Today, the big question remains: Will Obama match bold words with real action on Dec. 1, World AIDS Day?

I never thought I would protest the president I had toiled to see elected. After graduating from college in 2008, I worked as a field organizer for the Obama campaign in Oregon, Georgia and Ohio. After election day, confident that our president-elect would keep his promises, I left for Rwanda to live and work in a rural hospital. Yet, in the fall of 2010, during my first semester of medical school at Penn, I joined a group of students protesting Obama at a midterm campaign rally in Germantown, Pa. In the weeks that followed, other college students and activists pulled off even larger demonstrations at presidential rallies in Massachusetts, Connecticut and New York.

Our goal was to hold the president to his word. During the 2008 campaign, then-Sen. Obama had pledged to increase federal spending against the global AIDS pandemic by $1 billion during each year of his presidency. Yet, in 2009 and 2010, the president’s budget requests for AIDS prevention and treatment efforts fell far short of this mark.

As a result, the rapid scale-up in antiretroviral treatment access that began during the Bush administration slowed considerably, and the first years of the Obama administration saw drug shortages and waiting lists in hard-hit countries. Though global health funding accounted for far less than 1 percent of federal spending, the Obama administration indicated through its actions that solemn promises to the destitute sick were moot in the wake of the financial crisis. Forced to choose between quietly accepting a broken pledge by the president I admired and standing up for patients dying from preventable and treatable diseases like AIDS, I joined the protests.

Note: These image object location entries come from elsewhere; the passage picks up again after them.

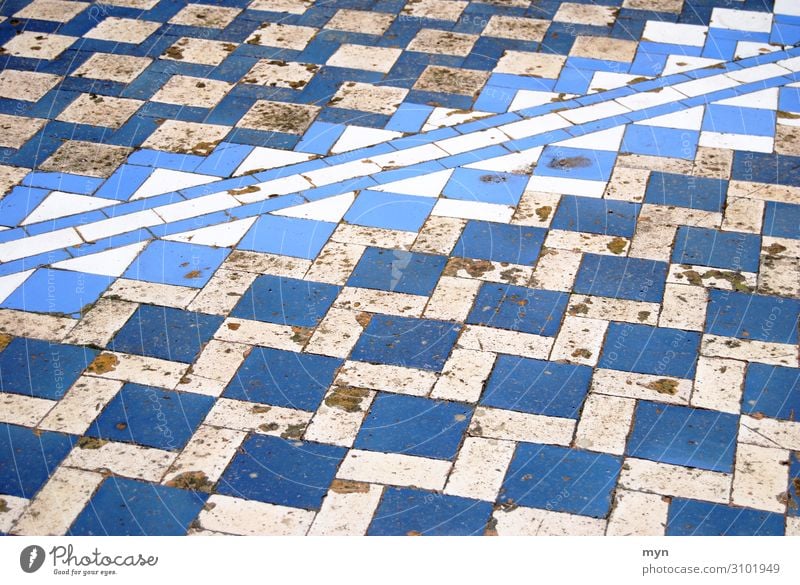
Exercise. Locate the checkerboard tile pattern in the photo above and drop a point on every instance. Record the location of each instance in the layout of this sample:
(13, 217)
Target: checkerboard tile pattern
(425, 267)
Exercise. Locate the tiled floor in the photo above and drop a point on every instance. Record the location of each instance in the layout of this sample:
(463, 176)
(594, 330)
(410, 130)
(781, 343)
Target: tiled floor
(400, 267)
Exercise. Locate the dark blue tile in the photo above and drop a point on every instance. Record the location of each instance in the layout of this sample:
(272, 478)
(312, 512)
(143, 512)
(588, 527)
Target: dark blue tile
(412, 425)
(695, 518)
(283, 378)
(126, 507)
(518, 308)
(404, 341)
(561, 479)
(500, 242)
(408, 511)
(650, 350)
(278, 471)
(154, 417)
(684, 436)
(165, 333)
(286, 301)
(618, 277)
(40, 368)
(537, 386)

Until Tuesday, my fellow demonstrators and I were not sure whether Obama would ever honor his campaign promise. But Clinton’s speech was truly inspired. She outlined the administration’s goals: ending mother-to-child transmission of the HIV virus, expanding the reach of proven prevention methods such as voluntary medical male circumcision and ensuring access to treatment to halt progression to AIDS and lower the risk of transmission. “HIV may be with us well into the future,” she admitted. “But the disease that it causes need not be.”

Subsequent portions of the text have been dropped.